On 1/23/09 3:35 AM, "david@lang.hm" <david@lang.hm> wrote:
http://techreport.com/articles.x/15931/1

one thing that both of these reviews show is that if you are doing a
significant amount of writing the X-25M is no better than a normal hard
drive (and much of the time in the middle to bottom of the pack compared
to normal hard drives)

David Lang


The X-25-M may not have write STR rates that high compared to normal disks, but for write latency, it is FAR superior to a normal disk, and for random writes will demolish most small and medium sized raid arrays by itself.  It will push 30MB to 60MB /sec of random 8k writes, or ~2000 to 12000 8k fsyncs/sec.  The –E is definitely a lot better, but the –M can get you pretty far.

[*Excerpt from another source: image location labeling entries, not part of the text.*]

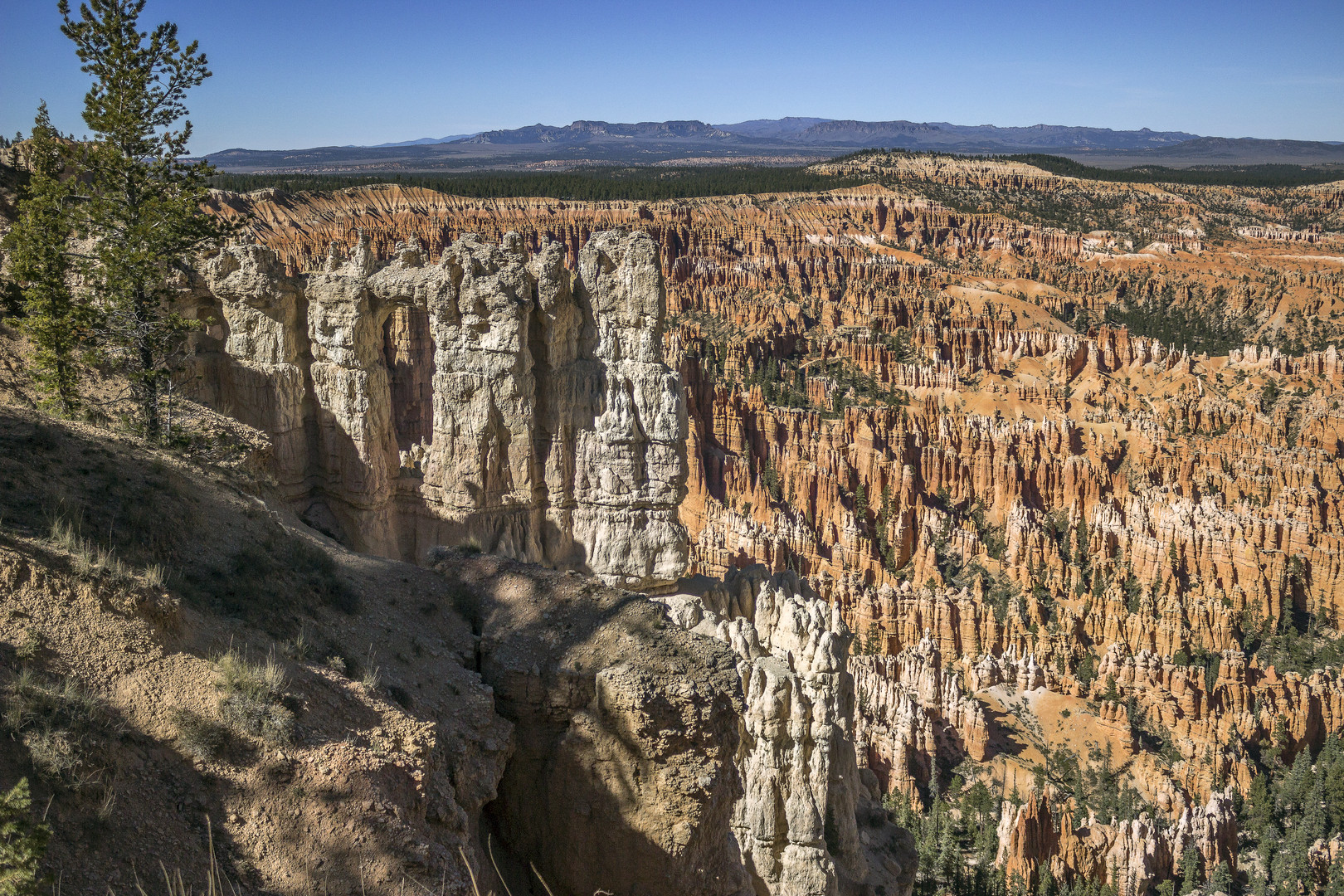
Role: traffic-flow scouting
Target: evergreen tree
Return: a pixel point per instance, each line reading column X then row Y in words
column 1190, row 874
column 23, row 843
column 143, row 206
column 56, row 321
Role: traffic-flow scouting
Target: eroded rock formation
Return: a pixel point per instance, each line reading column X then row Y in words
column 494, row 398
column 810, row 821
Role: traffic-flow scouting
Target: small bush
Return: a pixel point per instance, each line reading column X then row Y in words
column 251, row 698
column 197, row 737
column 62, row 724
column 155, row 575
column 30, row 645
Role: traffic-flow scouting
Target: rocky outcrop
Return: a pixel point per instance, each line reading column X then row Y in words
column 494, row 398
column 912, row 709
column 622, row 776
column 1129, row 856
column 810, row 822
column 914, row 409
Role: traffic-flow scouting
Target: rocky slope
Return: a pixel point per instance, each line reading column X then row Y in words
column 1054, row 450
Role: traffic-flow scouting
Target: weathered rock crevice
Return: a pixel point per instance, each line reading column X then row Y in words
column 494, row 398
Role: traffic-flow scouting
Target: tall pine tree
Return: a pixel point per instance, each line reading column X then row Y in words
column 56, row 321
column 144, row 204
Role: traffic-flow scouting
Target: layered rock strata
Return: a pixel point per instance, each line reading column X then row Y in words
column 492, row 397
column 917, row 409
column 810, row 822
column 1129, row 856
column 626, row 733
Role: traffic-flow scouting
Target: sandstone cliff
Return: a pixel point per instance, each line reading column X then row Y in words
column 489, row 398
column 808, row 822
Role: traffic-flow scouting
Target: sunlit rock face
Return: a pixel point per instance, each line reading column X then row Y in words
column 496, row 398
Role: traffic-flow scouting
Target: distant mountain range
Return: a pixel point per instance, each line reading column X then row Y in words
column 765, row 141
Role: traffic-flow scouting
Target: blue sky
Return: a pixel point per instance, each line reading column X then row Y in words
column 299, row 73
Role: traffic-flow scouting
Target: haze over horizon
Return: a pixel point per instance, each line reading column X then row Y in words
column 340, row 73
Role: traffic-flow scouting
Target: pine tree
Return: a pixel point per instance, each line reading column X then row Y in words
column 143, row 206
column 56, row 321
column 23, row 843
column 1190, row 874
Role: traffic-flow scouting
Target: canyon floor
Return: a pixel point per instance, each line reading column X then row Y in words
column 1057, row 462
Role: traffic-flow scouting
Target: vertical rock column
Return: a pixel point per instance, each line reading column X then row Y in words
column 629, row 466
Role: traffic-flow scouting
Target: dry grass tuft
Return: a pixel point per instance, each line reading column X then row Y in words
column 251, row 698
column 197, row 737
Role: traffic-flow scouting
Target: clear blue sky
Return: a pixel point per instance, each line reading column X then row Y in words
column 299, row 73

For any postgres installation where you don’t expect to write to a WAL log at more than 30MB/sec (the vast majority), it is good enough to use (mirrored) as a WAL device, without a battery back up, with very good performance.  A normal disk cannot do that.

Also, it can be used very well for the OS swap, and some other temp space to prevent swap storms from severely impacting the system.

For anyone worried about the X 25–M’s ability to withstand lots of write cycles ... Calculate how long it would take you to write 800TB to the drive at a typical rate.  For most use cases that’s going to be > 5 years.  For the 160GB version, it will take 2x as much data and time to wear it down.   

Samsung, SanDisk, Toshiba, Micron, and several others are expected to have low random write latency, next gen SSD’s this year.  A few of these are claiming > 150MB/sec for the writes, even for MLC based drives.

A RAM based device is intriguing, but an ordinary SSD will be enough to make most Postgres databases CPU bound, and with those there is no concern about data loss on power failure.  The Intel X 25 series does not even use the RAM on it for write cache! (it uses some SRAM on the controller chip for that, and its fsync safe) The RAM is working memory for the controller chip to cache the LBA to Physical flash block mappings and other data needed for the wear leveling, contrary to what many reviews may claim.

Re: SSD performance

От
Jeff
Дата:
I somehow managed to convince the powers that be to let me get a
couple X25-E's.
I tossed them in my macpro (8 cores), fired up Ubuntu 8.10 and did
some testing.

Raw numbers are very impressive. I was able to get 3700 random seek
+read's a second. In a R1 config it stayed at 3700, but if I added
another process it went up to 7000, and eventually settled into the
4000s.    If I added in some random writing with fsyncs to it, it
settled at 2200 (to be specific, I had 3 instances going - 2 read-only
and 1 read-20% write to get that).  These numbers were obtained
running a slightly modified version of pgiosim (which is on
pgfoundtry) - it randomly seeks to a "block" in a file and reads 8kB
of data, optionally writing the block back out.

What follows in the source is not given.